With a top-notch team, I set out to test these predictions. We are a group of scientists at the University of Melbourne and Royal Melbourne Institute of Technology (RMIT) who are interested in the evolution and function of animal colouration and vision. So, trying to work out the function of a mirror-like appearance is right up our alley! We wanted to test this prediction with two experiments: one with human participants and one with birds as predators. With humans, it is possible to instruct participants to complete a specific task, so we can be sure we are testing whether a mirror-like appearance decreases detectability. It isn’t possible to give birds instructions like we can with people. But, birds are natural predators in the wild, so it’s essential to also investigate the response of birds to mirror-like prey.
For both experiments, we needed to create artificial mirror-like and matte prey. This turned out to be a huge endeavour! We decided to replicate Australian Christmas beetles. These beetles are common in summer, eaten by birds, and are hugely diverse in appearance (including mirror-like species). To identify bird predation attempts we needed a soft material, such as clay. But to create a mirror-like effect we needed an ultrasmooth surface, such as plastic. In the end, to meet both requirements, we covered clay beetle models with a thin layer of resin. Then, to create a matte effect, we roughened the resin surface by sanding half the beetles. Finally, we could paint the models to create the final product. We ended up making over 1500 of these beetle models!
With the beetle models made, it was time to run the experiments. For the human participants, we hid 6 mirror-like and 6 matte replica beetles in a small patch of forest. Each participant wore eye-tracking glasses and were asked to find the replica beetles as quickly as possible. The eye tracking glasses let us know where the participant was looking and precise detection times for each beetle. It turned out that both the mirror and matte beetles were equally easy to find. There was no difference between the total number of mirror and matte beetles found or the time to detect each type of beetle.
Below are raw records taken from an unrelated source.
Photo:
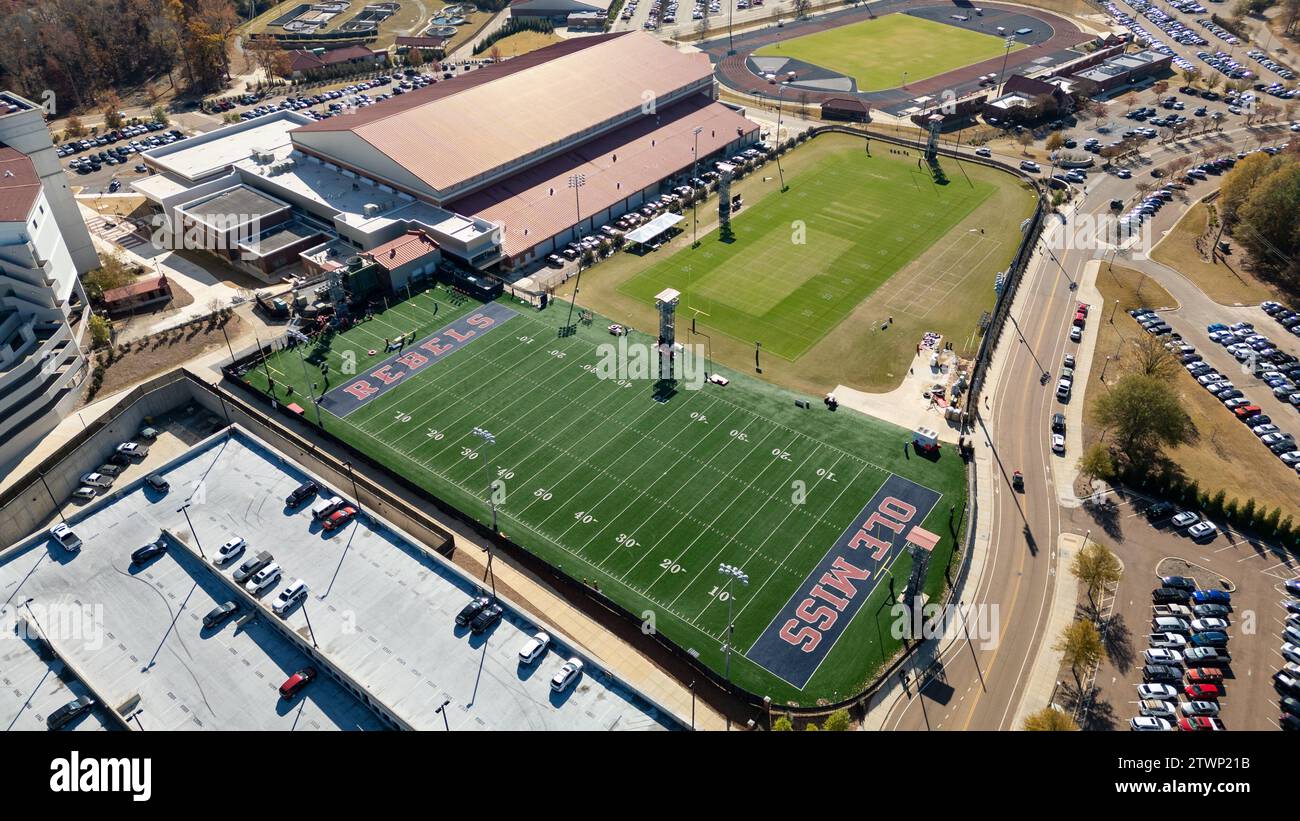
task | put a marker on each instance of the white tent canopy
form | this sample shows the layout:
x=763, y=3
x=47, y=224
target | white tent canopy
x=654, y=227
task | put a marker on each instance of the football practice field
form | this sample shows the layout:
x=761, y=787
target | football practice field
x=646, y=492
x=889, y=51
x=802, y=260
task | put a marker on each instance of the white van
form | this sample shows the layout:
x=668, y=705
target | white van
x=325, y=507
x=1169, y=624
x=264, y=578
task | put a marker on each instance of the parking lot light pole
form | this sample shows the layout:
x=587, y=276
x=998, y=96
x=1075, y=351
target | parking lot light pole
x=59, y=508
x=185, y=509
x=576, y=182
x=694, y=196
x=732, y=573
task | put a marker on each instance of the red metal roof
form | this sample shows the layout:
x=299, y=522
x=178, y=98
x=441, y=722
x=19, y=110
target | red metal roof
x=20, y=185
x=135, y=289
x=406, y=248
x=537, y=203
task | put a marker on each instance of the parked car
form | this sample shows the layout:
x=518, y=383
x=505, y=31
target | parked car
x=567, y=674
x=294, y=683
x=220, y=613
x=468, y=612
x=533, y=648
x=151, y=550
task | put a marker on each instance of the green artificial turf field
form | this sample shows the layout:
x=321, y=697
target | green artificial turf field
x=876, y=52
x=804, y=259
x=641, y=494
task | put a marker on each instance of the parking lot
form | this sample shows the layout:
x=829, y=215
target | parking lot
x=380, y=608
x=1151, y=547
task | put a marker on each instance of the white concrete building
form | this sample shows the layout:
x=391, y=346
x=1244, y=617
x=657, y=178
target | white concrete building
x=43, y=311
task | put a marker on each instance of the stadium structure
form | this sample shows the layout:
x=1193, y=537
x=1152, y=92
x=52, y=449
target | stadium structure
x=481, y=164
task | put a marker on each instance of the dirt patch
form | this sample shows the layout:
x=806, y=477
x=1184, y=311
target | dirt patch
x=1226, y=281
x=146, y=357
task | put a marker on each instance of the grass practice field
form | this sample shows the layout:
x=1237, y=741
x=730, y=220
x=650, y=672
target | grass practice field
x=641, y=494
x=804, y=259
x=876, y=52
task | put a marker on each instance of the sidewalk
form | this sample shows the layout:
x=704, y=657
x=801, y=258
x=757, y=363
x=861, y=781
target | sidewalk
x=1047, y=663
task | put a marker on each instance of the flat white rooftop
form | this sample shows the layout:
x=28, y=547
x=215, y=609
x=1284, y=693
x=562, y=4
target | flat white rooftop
x=207, y=153
x=382, y=611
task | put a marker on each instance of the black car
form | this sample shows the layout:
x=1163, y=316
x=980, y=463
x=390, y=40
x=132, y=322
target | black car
x=1169, y=595
x=468, y=612
x=68, y=712
x=148, y=551
x=1160, y=509
x=485, y=618
x=300, y=494
x=220, y=613
x=1158, y=673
Next, it was on to the bird predation experiment. For this experiment, we put out hundreds of beetle replicas into the forest and then monitored bird predation attempts for 6 days. Using clay meant that we could see beak marks or teeth marks, so we could distinguish between birds, rodents or other attacks. Again, we found no difference in bird attacks on mirror or matte replica beetles.
These results suggest that a mirror-like appearance does not help the animal to blend into the background to escape detection. Both humans and birds found both beetle replicas equally easily. Instead, a mirror-like appearance may have another function, such as helping with thermoregulation by reflecting a lot of light, or the nanostructures that produce the mirror-like appearance may improve mechanical properties of the cuticle. So, back to lab for further investigations!